The percentage of wound area and the number of fibroblasts for each group are presented as mean ± standard deviation and were analyzed by analysis of variance followed by Bonferroni’s test. Correlation test was done by Pearson correlation test. All the statistical analyses were performed with SPSS software version 16.0 for Windows, with a P value of <.05 considered as statistically significant.

Results

Acceleration of Wound Healing by CS-LS Through Promotion of Wound Contraction

Observation of wound healing was done by calculating wound contraction. The observation was done by taking into account the initial size of the wound (day 1) as 100%, and then wound contraction was calculated on days 5, 10, and 25 to evaluate the inflammation, proliferation, and remodeling phases, respectively. Our results showed that on day 5 there was a significant difference of wound contraction in the CS-LS group when compared to that in the NaCl and povidone groups (P < .001). On day 10 the percentage of wound contraction was significantly different in the CS-LS group when compared to that in the povidone group (P < .001). Last, on day 25 the difference of percentage of wound contraction was statistically significant in the CS-LS group when compared to that in the NaCl group (P < .05; Figure 1). These data indicate that the CS-LS group shows faster wound contraction when compared to both the povidone and NaCl groups.

Figure 1.

Importance of coconut shell liquid smoke (CS-LS) in the wound contraction. Measurement of wound contraction was done at 1, 5, 10, and 25 days after burn induction. *P < .05, ***P < .001 (one-way ANOVA and Bonferroni’s test).

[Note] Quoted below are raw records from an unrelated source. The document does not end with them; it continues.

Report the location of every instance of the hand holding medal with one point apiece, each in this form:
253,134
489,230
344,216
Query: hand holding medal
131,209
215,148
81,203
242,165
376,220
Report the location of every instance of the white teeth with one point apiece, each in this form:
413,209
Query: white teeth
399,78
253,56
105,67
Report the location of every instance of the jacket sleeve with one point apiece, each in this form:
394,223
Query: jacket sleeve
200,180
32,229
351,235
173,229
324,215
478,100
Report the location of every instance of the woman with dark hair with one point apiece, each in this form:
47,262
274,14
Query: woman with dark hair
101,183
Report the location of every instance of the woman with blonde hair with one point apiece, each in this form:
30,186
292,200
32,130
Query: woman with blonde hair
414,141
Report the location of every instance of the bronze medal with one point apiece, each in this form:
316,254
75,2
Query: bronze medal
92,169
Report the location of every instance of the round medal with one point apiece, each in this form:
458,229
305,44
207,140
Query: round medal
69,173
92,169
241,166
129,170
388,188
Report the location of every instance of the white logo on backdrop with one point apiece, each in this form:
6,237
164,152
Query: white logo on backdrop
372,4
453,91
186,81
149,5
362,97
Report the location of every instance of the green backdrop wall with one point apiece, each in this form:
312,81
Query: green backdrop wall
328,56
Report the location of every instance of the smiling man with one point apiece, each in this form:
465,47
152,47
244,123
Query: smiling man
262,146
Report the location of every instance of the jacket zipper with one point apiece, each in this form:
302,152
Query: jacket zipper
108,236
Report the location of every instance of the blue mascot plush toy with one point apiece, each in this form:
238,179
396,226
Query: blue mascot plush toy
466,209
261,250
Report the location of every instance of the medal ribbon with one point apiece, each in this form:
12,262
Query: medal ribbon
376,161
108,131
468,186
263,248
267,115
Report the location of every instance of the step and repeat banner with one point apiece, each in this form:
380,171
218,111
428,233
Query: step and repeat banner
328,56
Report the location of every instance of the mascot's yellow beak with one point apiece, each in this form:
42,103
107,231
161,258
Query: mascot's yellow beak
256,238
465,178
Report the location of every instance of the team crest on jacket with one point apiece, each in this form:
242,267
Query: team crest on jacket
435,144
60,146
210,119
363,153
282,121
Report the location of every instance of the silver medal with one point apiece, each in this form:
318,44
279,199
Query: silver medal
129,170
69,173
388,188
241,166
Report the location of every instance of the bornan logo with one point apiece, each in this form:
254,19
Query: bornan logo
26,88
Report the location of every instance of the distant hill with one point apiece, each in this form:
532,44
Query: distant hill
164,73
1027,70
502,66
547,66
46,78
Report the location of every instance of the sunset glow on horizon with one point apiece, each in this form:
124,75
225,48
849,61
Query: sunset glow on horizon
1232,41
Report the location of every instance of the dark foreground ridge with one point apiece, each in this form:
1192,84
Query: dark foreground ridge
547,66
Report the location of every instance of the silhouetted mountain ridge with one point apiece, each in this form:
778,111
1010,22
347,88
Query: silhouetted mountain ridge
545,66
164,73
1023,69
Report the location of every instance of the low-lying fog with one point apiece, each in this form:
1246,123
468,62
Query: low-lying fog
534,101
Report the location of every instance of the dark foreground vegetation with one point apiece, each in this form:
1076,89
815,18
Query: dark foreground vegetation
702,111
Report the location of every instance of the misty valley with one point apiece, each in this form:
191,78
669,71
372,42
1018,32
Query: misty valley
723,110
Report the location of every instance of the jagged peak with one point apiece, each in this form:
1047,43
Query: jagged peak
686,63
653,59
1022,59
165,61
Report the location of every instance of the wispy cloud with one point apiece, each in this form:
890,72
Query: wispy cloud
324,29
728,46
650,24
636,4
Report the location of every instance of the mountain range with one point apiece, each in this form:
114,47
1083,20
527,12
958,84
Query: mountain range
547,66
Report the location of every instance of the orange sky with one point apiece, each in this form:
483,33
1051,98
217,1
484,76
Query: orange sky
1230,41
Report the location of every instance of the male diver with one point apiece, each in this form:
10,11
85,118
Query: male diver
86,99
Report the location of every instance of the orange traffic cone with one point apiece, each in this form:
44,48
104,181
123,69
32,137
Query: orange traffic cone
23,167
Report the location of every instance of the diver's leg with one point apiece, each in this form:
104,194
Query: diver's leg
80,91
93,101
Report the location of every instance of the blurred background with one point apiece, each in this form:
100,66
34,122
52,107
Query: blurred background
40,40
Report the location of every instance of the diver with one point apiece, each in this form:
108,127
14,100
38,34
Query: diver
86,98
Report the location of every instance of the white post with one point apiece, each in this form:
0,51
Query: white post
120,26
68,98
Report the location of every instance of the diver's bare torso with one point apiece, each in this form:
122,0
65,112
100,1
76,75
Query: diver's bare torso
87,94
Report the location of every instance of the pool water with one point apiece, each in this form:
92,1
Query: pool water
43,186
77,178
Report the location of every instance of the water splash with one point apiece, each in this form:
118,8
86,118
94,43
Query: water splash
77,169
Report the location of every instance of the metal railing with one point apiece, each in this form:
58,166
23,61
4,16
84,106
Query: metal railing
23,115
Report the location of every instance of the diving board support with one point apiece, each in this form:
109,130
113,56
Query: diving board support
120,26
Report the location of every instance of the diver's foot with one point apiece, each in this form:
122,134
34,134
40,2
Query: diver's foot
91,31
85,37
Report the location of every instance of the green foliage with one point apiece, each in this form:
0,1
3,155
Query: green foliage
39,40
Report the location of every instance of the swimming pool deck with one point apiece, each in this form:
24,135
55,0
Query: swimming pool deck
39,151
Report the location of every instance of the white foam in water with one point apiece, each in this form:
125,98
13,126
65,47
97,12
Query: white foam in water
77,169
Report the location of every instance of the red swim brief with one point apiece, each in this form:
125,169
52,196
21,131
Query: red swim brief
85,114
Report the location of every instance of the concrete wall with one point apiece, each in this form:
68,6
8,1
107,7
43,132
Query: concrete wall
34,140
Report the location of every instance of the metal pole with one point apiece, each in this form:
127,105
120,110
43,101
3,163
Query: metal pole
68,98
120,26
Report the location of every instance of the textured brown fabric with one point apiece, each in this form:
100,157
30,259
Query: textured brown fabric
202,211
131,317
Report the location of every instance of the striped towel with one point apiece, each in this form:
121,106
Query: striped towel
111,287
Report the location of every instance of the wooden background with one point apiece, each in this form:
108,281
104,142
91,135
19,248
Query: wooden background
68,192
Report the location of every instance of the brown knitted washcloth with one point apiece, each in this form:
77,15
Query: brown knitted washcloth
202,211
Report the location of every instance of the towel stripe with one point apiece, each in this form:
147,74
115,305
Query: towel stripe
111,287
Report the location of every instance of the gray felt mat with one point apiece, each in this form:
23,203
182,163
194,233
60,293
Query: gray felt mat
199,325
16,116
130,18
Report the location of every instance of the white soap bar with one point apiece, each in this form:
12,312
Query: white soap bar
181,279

Application of CS-LS Increases the Number of Fibroblasts

Following measurement of wound contraction on days 1, 5, 10, and 25 in all mice, 3 mice from each group were sacrificed and skin tissues were obtained for paraffin block and was processed for histological analysis using hematoxylin-eosin staining. Microscopic images were taken using a light microscope and the number of fibroblasts was counted manually and the mean number of fibroblasts presented (Figure 2). We observed that although the number of fibroblast showed a similar increasing trend for both CS-LS and NaCl groups, by one way analysis the significant difference in the number of fibroblasts between day 1 and day 25 occurred only in the CS-LS group and not in the NaCl group. In contrast, the trend showed a decrease in number as wound healing progressed in the povidone group (Table 1).

Figure 2.

Effect of coconut shell liquid smoke (CS-LS) in the number of fibroblasts. After measuring wound contraction on days 1, 5, 10, and 25 of observation, 3 mice from each group were sacrificed and skin tissues were obtained for paraffin block and then processed for histological analysis using hematoxylin-eosin staining. Data are means ± SE from 3 mice, with 3 fields of view being examined for each mice.

Table 1.

Correlation Between Number of Fibroblasts and Time of Observation.

Treatment	Pearson Correlation Coefficient	P
NaCl	.066	.840
Povidone	−.595	.041
CS-LS	.720	.008

Abbreviations: NaCl, sodium chloride; CS-LS, coconut shell liquid smoke.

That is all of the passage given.